Der ukrainische Präsident Wolodimir Selenskij hat seine Pläne bekräftigt, Armeekommandeur Walerij Saluschnij zu entlassen. Dem italienischen Fernsehsender RAI sagte er am Sonntag abend, nach zwei Jahren Krieg brauche die ukrainische Führung einen »Reset«. Man könne nicht für den Sieg der Ukraine kämpfen, wenn man nicht an ihn glaube. Die ganze Führung des Landes müsse in dieselbe Richtung arbeiten, legte Selenskij die Existenz interner Differenzen offen. Nach einem Bericht des US-Fernsehsenders CNN hat der Präsident die Entlassung Saluschnijs bisher aus zwei Gründen nicht vollzogen: Erstens, weil die anvisierten Nachfolgekandidaten beide abgesagt hätten, zweitens, weil er fürchte, dass die Armee »in Gärung geraten« könnte, wenn der in der Truppe beliebte General gefeuert würde.

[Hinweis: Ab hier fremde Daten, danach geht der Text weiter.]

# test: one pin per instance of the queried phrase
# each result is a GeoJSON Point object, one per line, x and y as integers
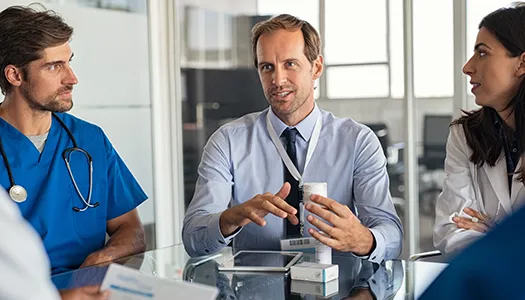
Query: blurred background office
{"type": "Point", "coordinates": [160, 76]}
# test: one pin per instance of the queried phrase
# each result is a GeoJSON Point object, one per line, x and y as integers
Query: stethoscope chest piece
{"type": "Point", "coordinates": [18, 193]}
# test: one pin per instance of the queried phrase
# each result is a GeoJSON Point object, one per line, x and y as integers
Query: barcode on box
{"type": "Point", "coordinates": [300, 242]}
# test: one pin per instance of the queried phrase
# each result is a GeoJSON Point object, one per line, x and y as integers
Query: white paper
{"type": "Point", "coordinates": [129, 284]}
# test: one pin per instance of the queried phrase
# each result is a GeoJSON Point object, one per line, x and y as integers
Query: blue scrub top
{"type": "Point", "coordinates": [69, 236]}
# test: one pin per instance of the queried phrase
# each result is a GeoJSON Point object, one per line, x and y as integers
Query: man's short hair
{"type": "Point", "coordinates": [24, 34]}
{"type": "Point", "coordinates": [312, 41]}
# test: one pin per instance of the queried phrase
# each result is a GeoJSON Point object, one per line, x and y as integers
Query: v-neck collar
{"type": "Point", "coordinates": [12, 136]}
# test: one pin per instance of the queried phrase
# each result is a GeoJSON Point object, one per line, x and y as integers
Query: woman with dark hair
{"type": "Point", "coordinates": [484, 174]}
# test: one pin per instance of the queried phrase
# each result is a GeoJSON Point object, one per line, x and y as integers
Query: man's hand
{"type": "Point", "coordinates": [255, 209]}
{"type": "Point", "coordinates": [97, 258]}
{"type": "Point", "coordinates": [479, 222]}
{"type": "Point", "coordinates": [84, 293]}
{"type": "Point", "coordinates": [347, 234]}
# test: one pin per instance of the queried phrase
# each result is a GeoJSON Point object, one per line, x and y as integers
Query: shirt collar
{"type": "Point", "coordinates": [305, 127]}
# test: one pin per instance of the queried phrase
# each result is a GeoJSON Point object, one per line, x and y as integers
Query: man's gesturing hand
{"type": "Point", "coordinates": [255, 209]}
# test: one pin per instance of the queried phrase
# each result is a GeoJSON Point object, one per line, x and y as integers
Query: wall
{"type": "Point", "coordinates": [234, 7]}
{"type": "Point", "coordinates": [389, 111]}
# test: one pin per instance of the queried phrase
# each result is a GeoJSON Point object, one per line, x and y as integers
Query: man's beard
{"type": "Point", "coordinates": [51, 103]}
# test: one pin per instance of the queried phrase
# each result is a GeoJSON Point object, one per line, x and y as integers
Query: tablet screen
{"type": "Point", "coordinates": [259, 259]}
{"type": "Point", "coordinates": [262, 260]}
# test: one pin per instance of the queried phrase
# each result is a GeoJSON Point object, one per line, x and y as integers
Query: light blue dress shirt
{"type": "Point", "coordinates": [240, 161]}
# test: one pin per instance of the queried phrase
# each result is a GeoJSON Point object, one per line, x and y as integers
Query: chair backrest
{"type": "Point", "coordinates": [381, 131]}
{"type": "Point", "coordinates": [435, 134]}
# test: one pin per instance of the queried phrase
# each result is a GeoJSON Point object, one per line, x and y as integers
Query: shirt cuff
{"type": "Point", "coordinates": [216, 240]}
{"type": "Point", "coordinates": [378, 252]}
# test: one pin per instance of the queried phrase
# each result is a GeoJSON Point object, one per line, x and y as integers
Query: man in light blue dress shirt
{"type": "Point", "coordinates": [240, 191]}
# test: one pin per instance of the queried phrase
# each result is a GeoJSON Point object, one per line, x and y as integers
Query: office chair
{"type": "Point", "coordinates": [395, 166]}
{"type": "Point", "coordinates": [435, 134]}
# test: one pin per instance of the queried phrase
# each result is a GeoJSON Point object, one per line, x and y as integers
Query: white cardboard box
{"type": "Point", "coordinates": [308, 271]}
{"type": "Point", "coordinates": [324, 289]}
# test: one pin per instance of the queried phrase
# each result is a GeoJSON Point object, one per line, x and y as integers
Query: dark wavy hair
{"type": "Point", "coordinates": [508, 26]}
{"type": "Point", "coordinates": [24, 33]}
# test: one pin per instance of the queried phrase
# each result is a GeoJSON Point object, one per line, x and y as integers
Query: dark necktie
{"type": "Point", "coordinates": [295, 195]}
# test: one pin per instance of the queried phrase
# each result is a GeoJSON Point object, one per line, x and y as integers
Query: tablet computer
{"type": "Point", "coordinates": [261, 261]}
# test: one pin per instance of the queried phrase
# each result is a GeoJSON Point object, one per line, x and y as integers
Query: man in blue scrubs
{"type": "Point", "coordinates": [70, 208]}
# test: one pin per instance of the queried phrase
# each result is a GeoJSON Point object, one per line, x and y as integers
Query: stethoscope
{"type": "Point", "coordinates": [19, 194]}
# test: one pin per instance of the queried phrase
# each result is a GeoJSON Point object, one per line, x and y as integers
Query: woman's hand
{"type": "Point", "coordinates": [479, 222]}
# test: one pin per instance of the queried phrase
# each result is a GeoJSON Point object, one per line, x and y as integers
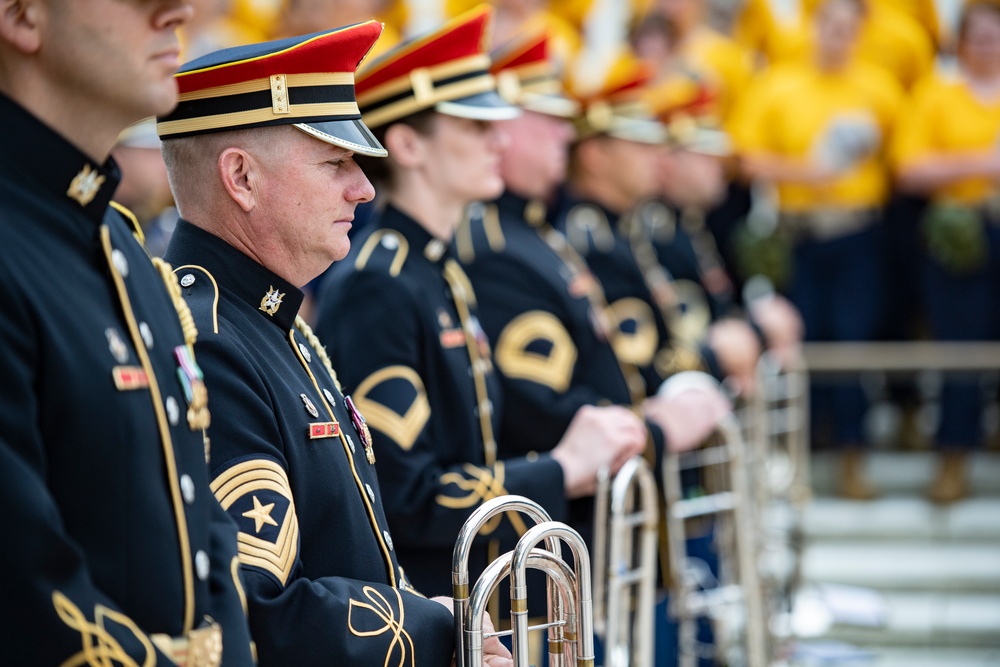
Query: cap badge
{"type": "Point", "coordinates": [271, 301]}
{"type": "Point", "coordinates": [279, 94]}
{"type": "Point", "coordinates": [84, 186]}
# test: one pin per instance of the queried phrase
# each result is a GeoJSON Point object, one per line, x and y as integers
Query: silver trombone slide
{"type": "Point", "coordinates": [519, 590]}
{"type": "Point", "coordinates": [463, 547]}
{"type": "Point", "coordinates": [738, 558]}
{"type": "Point", "coordinates": [624, 581]}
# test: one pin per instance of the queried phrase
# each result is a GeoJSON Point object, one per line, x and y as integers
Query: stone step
{"type": "Point", "coordinates": [906, 473]}
{"type": "Point", "coordinates": [887, 564]}
{"type": "Point", "coordinates": [940, 619]}
{"type": "Point", "coordinates": [908, 518]}
{"type": "Point", "coordinates": [926, 656]}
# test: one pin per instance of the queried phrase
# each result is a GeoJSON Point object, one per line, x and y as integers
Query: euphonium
{"type": "Point", "coordinates": [626, 516]}
{"type": "Point", "coordinates": [570, 610]}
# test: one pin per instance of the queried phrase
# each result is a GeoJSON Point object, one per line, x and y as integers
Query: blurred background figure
{"type": "Point", "coordinates": [947, 148]}
{"type": "Point", "coordinates": [823, 155]}
{"type": "Point", "coordinates": [144, 188]}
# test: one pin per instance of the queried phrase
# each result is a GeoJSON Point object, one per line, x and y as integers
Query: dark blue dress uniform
{"type": "Point", "coordinates": [644, 303]}
{"type": "Point", "coordinates": [399, 318]}
{"type": "Point", "coordinates": [111, 535]}
{"type": "Point", "coordinates": [547, 317]}
{"type": "Point", "coordinates": [292, 463]}
{"type": "Point", "coordinates": [686, 248]}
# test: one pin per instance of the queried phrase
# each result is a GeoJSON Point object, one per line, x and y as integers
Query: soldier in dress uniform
{"type": "Point", "coordinates": [540, 305]}
{"type": "Point", "coordinates": [115, 550]}
{"type": "Point", "coordinates": [414, 352]}
{"type": "Point", "coordinates": [613, 169]}
{"type": "Point", "coordinates": [260, 157]}
{"type": "Point", "coordinates": [539, 302]}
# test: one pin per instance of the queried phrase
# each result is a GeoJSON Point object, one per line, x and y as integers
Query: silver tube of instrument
{"type": "Point", "coordinates": [463, 546]}
{"type": "Point", "coordinates": [636, 473]}
{"type": "Point", "coordinates": [518, 590]}
{"type": "Point", "coordinates": [554, 567]}
{"type": "Point", "coordinates": [602, 499]}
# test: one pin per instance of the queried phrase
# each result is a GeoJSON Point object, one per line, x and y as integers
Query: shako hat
{"type": "Point", "coordinates": [306, 82]}
{"type": "Point", "coordinates": [446, 70]}
{"type": "Point", "coordinates": [528, 77]}
{"type": "Point", "coordinates": [615, 105]}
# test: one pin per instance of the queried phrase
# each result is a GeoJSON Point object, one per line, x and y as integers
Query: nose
{"type": "Point", "coordinates": [499, 136]}
{"type": "Point", "coordinates": [361, 190]}
{"type": "Point", "coordinates": [566, 131]}
{"type": "Point", "coordinates": [173, 14]}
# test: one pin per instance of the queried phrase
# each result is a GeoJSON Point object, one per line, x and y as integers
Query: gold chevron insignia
{"type": "Point", "coordinates": [257, 496]}
{"type": "Point", "coordinates": [403, 421]}
{"type": "Point", "coordinates": [535, 346]}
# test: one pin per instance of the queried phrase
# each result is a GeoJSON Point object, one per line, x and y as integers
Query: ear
{"type": "Point", "coordinates": [590, 153]}
{"type": "Point", "coordinates": [20, 24]}
{"type": "Point", "coordinates": [405, 145]}
{"type": "Point", "coordinates": [240, 177]}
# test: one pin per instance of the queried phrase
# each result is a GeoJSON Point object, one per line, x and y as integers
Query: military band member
{"type": "Point", "coordinates": [414, 352]}
{"type": "Point", "coordinates": [613, 169]}
{"type": "Point", "coordinates": [540, 305]}
{"type": "Point", "coordinates": [260, 157]}
{"type": "Point", "coordinates": [114, 548]}
{"type": "Point", "coordinates": [543, 308]}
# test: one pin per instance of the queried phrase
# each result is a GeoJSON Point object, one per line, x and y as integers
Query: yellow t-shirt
{"type": "Point", "coordinates": [944, 116]}
{"type": "Point", "coordinates": [889, 38]}
{"type": "Point", "coordinates": [925, 14]}
{"type": "Point", "coordinates": [723, 65]}
{"type": "Point", "coordinates": [797, 112]}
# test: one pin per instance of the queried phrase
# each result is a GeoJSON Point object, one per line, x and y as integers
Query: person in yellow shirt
{"type": "Point", "coordinates": [948, 149]}
{"type": "Point", "coordinates": [815, 131]}
{"type": "Point", "coordinates": [888, 37]}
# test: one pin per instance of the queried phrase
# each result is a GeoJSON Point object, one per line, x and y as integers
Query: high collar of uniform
{"type": "Point", "coordinates": [433, 249]}
{"type": "Point", "coordinates": [55, 165]}
{"type": "Point", "coordinates": [532, 211]}
{"type": "Point", "coordinates": [273, 297]}
{"type": "Point", "coordinates": [569, 199]}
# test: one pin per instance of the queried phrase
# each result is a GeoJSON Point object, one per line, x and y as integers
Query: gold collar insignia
{"type": "Point", "coordinates": [271, 301]}
{"type": "Point", "coordinates": [84, 186]}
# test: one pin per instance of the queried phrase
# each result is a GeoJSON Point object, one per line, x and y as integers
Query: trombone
{"type": "Point", "coordinates": [738, 596]}
{"type": "Point", "coordinates": [625, 563]}
{"type": "Point", "coordinates": [570, 613]}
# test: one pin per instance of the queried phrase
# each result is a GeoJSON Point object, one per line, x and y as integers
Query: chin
{"type": "Point", "coordinates": [162, 101]}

Bei einem Frontbesuch gab Selenskij zuvor ein weiteres Beispiel seines unerschütterlichen Optimismus. Im frontnahen Dorf Rabotino im Bezirk Saporischschja befahl er, die Luftabwehr des Landes zu verstärken. So könnten auch schwere Luftangriffe gegen die kritische Infrastruktur unterbunden werden, sagte Selenskij mit Blick auf einen russischen Drohnenangriff auf das zentrale Kraftwerk seiner Heimatstadt Kriwij Rig (Kriwoj Rog). In der Folge waren Teile der Stadt noch am Montag ohne Strom; auch die Wasserversorgung war nur eingeschränkt. Der Galgenhumor an diesem Befehl liegt darin, dass unabhängig davon eine rasche Verbesserung nicht zu erwarten ist. Denn auf Selenskijs eigene Anordnung ist die ukrainische Luftabwehr um die Hauptstadt Kiew konzentriert, um dort – auch für internationale Besucher – den Eindruck eines möglichst »normalen« Lebens zu erwecken.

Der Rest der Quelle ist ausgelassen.